Will la siguió solo con la mirada y dijo: —Supongo que sabes que el señor Casaubon me ha prohibido ir a su casa.
—No, no lo hice —dijo Dorothea tras una breve pausa. Se veía evidentemente muy conmovida—. Lo siento muchísimo —añadió con pesar. Estaba pensando en algo que Will desconocía: la conversación entre ella y su marido en la oscuridad; y se sentía de nuevo abatida por la desesperanza de no poder influir en las acciones del señor Casaubon. Pero la marcada expresión de su pesar convenció a Will de que no se debía toda a él en lo personal, y de que a Dorothea no se le había ocurrido la idea de que la aversión y los celos que el señor Casaubon sentía hacia él giraran en torno a ella misma. Sintió una extraña mezcla de deleite y vexación: deleite por poder morar y ser estimado en el pensamiento de ella como en un hogar puro, sin sospechas y sin reservas; vexación porque para ella era de muy poca importancia, no era lo suficientemente formidable, y era tratado con una benevolencia sin vacilaciones que no lo halagaba. Pero su temor a cualquier cambio en Dorothea era más fuerte que su descontento, y comenzó a hablar de nuevo en un tono de mera explicación.

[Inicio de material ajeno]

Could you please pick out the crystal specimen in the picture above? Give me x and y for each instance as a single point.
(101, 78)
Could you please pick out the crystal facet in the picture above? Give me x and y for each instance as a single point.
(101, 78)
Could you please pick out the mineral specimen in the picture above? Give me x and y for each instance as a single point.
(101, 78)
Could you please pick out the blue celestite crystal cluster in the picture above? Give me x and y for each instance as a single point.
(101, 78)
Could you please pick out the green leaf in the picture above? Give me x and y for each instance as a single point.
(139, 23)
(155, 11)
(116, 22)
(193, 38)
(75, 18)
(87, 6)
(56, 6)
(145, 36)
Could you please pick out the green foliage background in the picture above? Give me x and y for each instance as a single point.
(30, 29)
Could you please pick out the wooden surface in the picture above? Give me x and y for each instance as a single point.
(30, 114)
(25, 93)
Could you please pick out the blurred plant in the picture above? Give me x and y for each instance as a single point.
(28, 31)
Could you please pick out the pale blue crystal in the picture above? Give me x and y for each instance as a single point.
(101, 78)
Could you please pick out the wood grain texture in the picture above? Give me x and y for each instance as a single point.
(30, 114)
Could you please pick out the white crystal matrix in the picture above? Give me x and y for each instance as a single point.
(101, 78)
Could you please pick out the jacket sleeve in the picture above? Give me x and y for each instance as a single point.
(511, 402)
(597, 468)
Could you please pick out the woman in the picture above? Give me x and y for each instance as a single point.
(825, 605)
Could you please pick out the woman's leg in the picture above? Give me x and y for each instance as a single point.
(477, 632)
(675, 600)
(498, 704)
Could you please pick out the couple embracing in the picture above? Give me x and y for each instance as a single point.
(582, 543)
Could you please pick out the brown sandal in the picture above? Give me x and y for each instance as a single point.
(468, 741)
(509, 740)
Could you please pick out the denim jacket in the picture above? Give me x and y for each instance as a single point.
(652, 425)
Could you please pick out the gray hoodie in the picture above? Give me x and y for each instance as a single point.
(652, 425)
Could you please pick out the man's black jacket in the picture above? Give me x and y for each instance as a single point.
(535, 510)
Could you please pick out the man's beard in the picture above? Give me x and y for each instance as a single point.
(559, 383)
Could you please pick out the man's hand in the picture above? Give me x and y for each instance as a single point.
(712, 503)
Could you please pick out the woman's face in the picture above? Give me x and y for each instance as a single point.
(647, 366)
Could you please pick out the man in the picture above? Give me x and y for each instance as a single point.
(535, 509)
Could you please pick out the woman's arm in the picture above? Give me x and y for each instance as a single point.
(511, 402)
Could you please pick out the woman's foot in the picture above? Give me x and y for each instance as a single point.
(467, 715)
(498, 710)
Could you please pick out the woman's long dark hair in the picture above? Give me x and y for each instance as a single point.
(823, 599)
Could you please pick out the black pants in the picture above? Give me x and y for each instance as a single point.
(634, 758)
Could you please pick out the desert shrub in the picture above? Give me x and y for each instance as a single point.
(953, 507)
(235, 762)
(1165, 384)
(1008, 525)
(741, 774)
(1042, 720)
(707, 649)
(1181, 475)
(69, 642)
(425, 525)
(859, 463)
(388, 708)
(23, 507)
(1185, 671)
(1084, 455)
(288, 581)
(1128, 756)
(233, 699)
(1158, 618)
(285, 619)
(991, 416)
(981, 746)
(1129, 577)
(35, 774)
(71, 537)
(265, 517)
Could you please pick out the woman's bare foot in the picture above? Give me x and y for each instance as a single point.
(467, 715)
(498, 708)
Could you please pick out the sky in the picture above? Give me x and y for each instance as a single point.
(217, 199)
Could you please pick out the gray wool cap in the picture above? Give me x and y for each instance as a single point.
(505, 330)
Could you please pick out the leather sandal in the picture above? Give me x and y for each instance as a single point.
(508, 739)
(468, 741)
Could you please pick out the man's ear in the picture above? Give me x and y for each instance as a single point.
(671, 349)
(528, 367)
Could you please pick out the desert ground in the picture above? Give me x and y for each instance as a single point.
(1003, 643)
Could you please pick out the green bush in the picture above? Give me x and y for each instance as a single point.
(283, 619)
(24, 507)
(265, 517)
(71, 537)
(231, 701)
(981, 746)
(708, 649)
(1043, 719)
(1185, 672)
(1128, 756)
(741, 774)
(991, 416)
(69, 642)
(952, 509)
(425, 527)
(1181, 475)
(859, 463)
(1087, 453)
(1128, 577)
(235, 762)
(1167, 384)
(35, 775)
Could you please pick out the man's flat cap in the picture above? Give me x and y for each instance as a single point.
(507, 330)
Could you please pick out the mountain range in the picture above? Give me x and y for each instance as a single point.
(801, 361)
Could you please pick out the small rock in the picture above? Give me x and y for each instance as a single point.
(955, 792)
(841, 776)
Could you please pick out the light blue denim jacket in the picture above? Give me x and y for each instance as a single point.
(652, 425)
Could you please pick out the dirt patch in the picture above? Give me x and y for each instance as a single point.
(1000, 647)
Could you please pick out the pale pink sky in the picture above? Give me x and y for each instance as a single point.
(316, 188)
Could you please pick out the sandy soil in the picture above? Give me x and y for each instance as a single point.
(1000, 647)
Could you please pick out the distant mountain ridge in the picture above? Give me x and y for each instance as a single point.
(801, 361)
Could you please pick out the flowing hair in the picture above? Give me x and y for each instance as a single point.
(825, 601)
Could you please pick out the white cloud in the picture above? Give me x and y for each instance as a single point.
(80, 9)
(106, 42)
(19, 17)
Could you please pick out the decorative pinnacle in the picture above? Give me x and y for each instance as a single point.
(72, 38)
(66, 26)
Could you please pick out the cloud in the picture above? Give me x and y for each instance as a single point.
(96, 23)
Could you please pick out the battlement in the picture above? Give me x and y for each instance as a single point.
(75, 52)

“La razón del señor Casaubon es su descontento porque yo haya aceptado un puesto aquí que él considera inadecuado para mi rango de primo suyo. Le he dicho que no puedo ceder en este punto.
Es exigir demasiado de mí suponer que mi rumbo en la vida deba verse entorpecido por prejuicios que considero ridículos. La obligación puede estirarse hasta convertirse en poco más que el sello de la esclavitud impreso en nosotros cuando éramos demasiado jóvenes para comprender su significado.
No habría aceptado el puesto si no hubiera tenido la intención de hacerlo útil y honorable. No estoy obligado a considerar la dignidad familiar bajo ninguna otra luz”.